Both Scout and Maverick are available as open-weight models via llama.com and Hugging Face. Meta has also integrated them into products including WhatsApp, Messenger, Instagram Direct, and Meta.ai. Additional Llama 4 models are expected to be announced at LlamaCon on April 29. Registration is available here.
Llama 4 "Behemoth" serves as teacher model
Scout and Maverick were trained using Llama 4 Behemoth, a larger internal model with 288 billion active parameters out of a total of 2 trillion, distributed across 16 experts. Behemoth acts as a teacher model and, according to Meta, surpasses GPT-4.5, Claude Sonnet 3.7, and Gemini 2.0 Pro in mathematical and scientific benchmarks.
However, Meta has not published a comparison with Google’s more recent Gemini 2.5 Pro, which currently leads in reasoning evaluations. Behemoth is still in training and is expected to be released at a later stage. A dedicated Llama model for reasoning has not yet been released, though Meta CEO Mark Zuckerberg said in January that one is on the way.
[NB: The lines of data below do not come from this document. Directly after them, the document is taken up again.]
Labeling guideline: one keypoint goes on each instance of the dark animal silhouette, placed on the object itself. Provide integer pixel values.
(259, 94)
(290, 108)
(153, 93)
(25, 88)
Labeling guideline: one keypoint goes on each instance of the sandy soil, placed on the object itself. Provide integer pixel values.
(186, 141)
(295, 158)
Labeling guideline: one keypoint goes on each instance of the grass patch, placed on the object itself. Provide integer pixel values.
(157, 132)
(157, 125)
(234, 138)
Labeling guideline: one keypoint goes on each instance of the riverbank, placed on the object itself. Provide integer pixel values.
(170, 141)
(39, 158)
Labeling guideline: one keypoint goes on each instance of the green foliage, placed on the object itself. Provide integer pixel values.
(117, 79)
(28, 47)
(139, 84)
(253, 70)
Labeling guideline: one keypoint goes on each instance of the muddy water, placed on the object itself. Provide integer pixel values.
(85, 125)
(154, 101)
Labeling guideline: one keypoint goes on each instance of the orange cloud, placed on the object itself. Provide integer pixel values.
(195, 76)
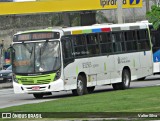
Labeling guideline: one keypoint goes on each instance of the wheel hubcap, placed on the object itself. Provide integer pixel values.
(126, 79)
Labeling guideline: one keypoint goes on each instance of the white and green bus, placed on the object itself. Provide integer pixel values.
(80, 58)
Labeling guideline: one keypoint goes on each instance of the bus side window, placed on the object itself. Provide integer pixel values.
(67, 48)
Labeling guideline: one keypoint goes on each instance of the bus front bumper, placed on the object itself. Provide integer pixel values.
(57, 85)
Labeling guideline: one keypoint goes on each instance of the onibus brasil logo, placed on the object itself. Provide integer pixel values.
(114, 2)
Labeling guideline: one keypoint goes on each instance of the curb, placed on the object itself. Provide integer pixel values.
(6, 85)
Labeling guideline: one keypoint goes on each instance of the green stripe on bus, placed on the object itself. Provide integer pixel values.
(105, 67)
(87, 31)
(77, 70)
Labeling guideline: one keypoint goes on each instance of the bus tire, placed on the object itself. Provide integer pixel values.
(81, 86)
(38, 96)
(90, 89)
(126, 79)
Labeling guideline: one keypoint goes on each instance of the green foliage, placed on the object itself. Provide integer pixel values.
(132, 100)
(154, 16)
After pre-training, Meta applies multiple post-training stages to improve model performance. This includes supervised fine-tuning with curated examples, followed by online reinforcement learning, using a new asynchronous system that reportedly increases training efficiency tenfold.
Direct Preference Optimization is then used to refine output quality, with an emphasis on removing trivial examples. According to Meta, more than half of Maverick’s training set and 95 percent of Behemoth’s were filtered out to focus the models on more difficult tasks.
EU excluded from using Llama 4 multimodal models
Meta is releasing the Llama 4 models under its standard Llama license, but with a new limitation: companies and individuals based in the EU are excluded from using the multimodal models. This restriction does not apply to end users.

According to Meta, the move is due to "regulatory uncertainties" surrounding the EU AI Act. The decision reflects ongoing tensions between Meta and EU policymakers, with Meta pushing either for clearer guidance or less restrictive regulations, depending on interpretation.
Developers elsewhere must display a visible "Built with Llama" label and may only use model names prefixed with "Llama." Platforms with over 700 million monthly active users must obtain special permission from Meta.